I am trying to figure out the exact meaning of the concepts of 4-vector and relativistic tensor in the Minkowski spacetime. In my understanding, a tensor is a map that assigns an array of numbers to each basis in such a way that certain transformation rules apply. A vector can be viewed as a special case. Relativists define a 4-vector or a relativistic tensor as an object that transforms correctly under the Lorentz transformations.

So far so good. I pick a basis and assign it an array of numbers. I then pick another basis that can be obtained by a Lorentz transform and compute a new array of numbers.

However, what happens if I pick a basis that cannot be obtained through a Lorentz transform? Is the array undefined? Or is it arbitrary? One way or other, can the relativistic tensor (or 4-vector) be called a mathematical tensor (or vector), considering it does not transform correctly under GL(n,R), but only under a subgroup?

2. Jul 6, 2011

### Fredrik

Staff Emeritus
Yes, the "something that transforms as" definition of a 4-vector only requires that a 4-tuple of numbers is associated with each inertial coordinate system, and that when you switch from one inertial coordinate system to another, the 4-tuple gets multiplied by the matrix that defines the coordinate change.

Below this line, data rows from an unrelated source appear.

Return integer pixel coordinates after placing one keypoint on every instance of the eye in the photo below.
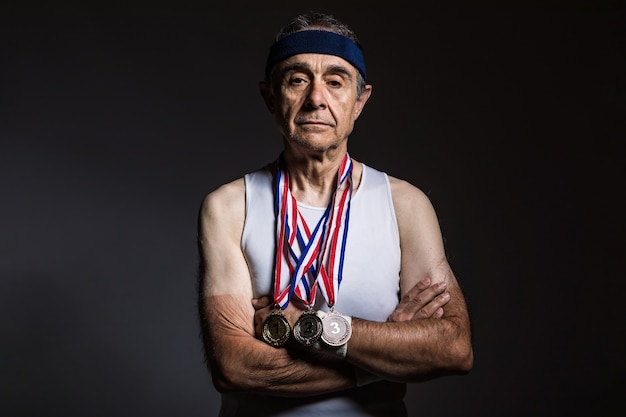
(334, 83)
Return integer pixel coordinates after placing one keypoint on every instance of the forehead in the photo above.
(318, 63)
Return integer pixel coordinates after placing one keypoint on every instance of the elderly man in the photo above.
(324, 284)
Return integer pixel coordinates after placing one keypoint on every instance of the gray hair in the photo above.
(322, 21)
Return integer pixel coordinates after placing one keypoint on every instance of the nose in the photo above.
(315, 96)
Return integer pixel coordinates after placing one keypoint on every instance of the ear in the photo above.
(360, 102)
(268, 97)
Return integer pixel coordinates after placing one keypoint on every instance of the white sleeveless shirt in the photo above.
(371, 275)
(369, 290)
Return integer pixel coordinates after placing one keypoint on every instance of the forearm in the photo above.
(414, 350)
(240, 362)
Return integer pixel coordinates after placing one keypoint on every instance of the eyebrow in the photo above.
(303, 66)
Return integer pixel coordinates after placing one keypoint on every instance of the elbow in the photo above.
(462, 357)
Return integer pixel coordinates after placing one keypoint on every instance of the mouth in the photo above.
(313, 123)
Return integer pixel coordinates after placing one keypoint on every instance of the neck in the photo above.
(312, 180)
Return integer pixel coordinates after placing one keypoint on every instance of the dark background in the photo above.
(115, 122)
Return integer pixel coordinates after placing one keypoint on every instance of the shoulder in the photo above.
(225, 205)
(409, 199)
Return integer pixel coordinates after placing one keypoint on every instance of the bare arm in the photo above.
(416, 350)
(237, 360)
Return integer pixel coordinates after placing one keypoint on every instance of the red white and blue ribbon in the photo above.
(305, 258)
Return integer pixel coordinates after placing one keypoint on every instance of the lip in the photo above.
(313, 122)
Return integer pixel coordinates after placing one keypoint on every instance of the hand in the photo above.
(421, 302)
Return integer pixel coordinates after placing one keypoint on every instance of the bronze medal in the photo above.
(276, 329)
(308, 328)
(336, 329)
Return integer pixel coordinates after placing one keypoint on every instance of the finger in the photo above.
(414, 299)
(431, 309)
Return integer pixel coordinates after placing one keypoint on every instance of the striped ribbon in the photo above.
(305, 258)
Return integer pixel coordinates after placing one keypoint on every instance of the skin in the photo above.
(314, 102)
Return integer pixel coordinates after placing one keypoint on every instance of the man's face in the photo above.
(315, 101)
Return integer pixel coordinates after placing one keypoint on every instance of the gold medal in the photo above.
(308, 328)
(336, 329)
(276, 329)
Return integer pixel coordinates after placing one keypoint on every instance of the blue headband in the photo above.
(318, 42)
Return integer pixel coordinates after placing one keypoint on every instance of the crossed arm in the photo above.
(426, 336)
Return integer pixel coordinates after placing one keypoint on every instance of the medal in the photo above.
(306, 259)
(336, 329)
(276, 329)
(308, 328)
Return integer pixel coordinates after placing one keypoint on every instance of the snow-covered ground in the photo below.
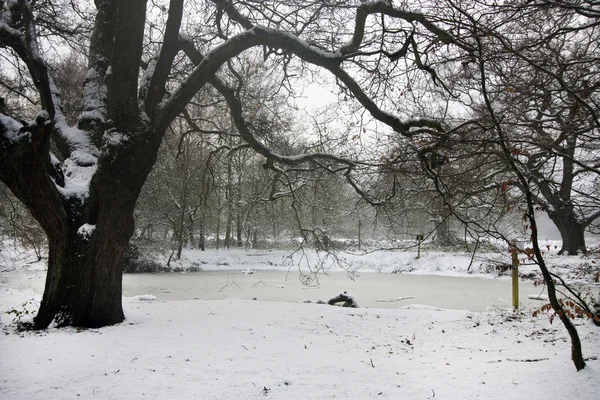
(244, 349)
(240, 349)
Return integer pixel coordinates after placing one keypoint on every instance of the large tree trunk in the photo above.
(572, 231)
(83, 282)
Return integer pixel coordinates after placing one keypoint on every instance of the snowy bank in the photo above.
(236, 349)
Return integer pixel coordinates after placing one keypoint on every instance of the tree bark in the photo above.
(572, 232)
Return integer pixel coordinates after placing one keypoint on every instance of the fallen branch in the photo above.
(346, 298)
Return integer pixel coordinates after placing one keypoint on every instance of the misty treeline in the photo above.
(187, 123)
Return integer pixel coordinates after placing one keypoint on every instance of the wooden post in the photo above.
(515, 279)
(359, 226)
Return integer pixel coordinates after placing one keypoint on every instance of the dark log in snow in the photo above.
(346, 298)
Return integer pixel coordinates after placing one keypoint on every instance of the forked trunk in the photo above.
(84, 279)
(572, 232)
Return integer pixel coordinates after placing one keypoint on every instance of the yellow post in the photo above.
(515, 276)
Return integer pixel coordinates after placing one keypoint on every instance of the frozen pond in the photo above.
(376, 290)
(370, 289)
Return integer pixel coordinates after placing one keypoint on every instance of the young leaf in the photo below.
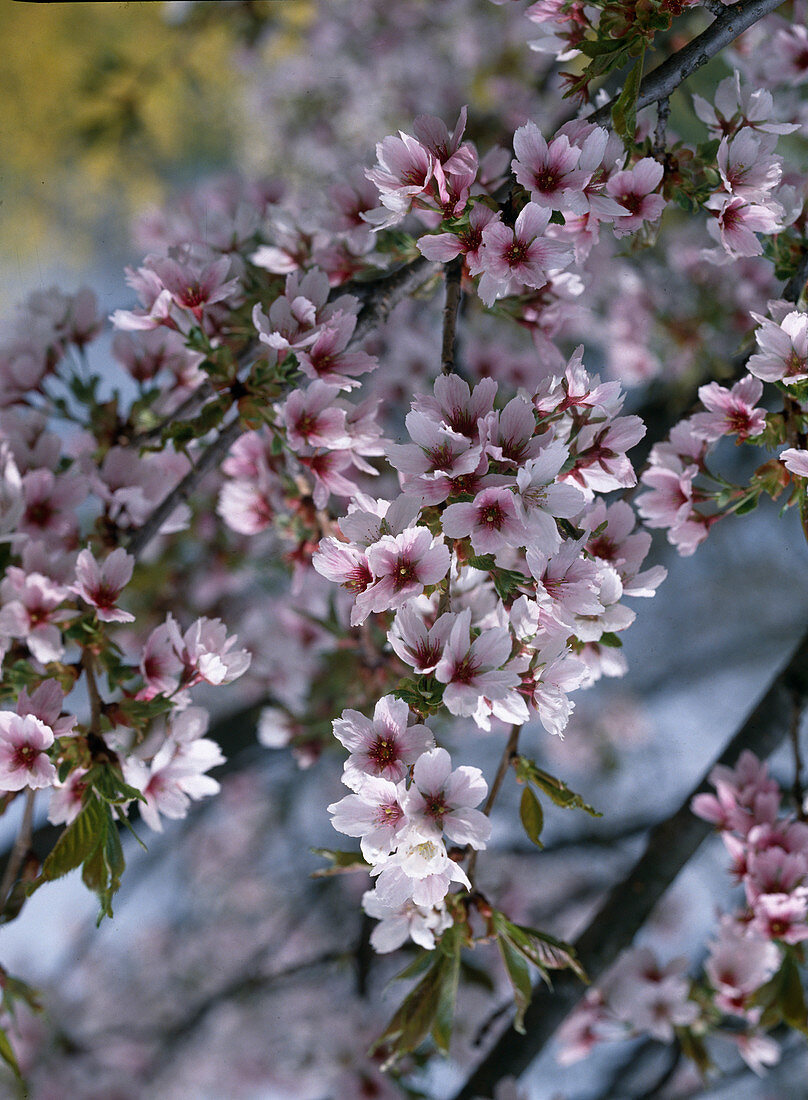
(532, 816)
(7, 1053)
(556, 790)
(623, 113)
(342, 862)
(450, 947)
(75, 845)
(519, 977)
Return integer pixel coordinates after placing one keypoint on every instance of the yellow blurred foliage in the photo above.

I consider this way of thinking of 4-vectors stupid and obsolete. Just define a 4-vector as a tangent vector of Minkowski spacetime (defined as a manifold) and be done with it. That stuff about how the components transform under Lorentz transformations is included automatically as a special case of the general rule about how components of tangent vectors change under a change of coordinates.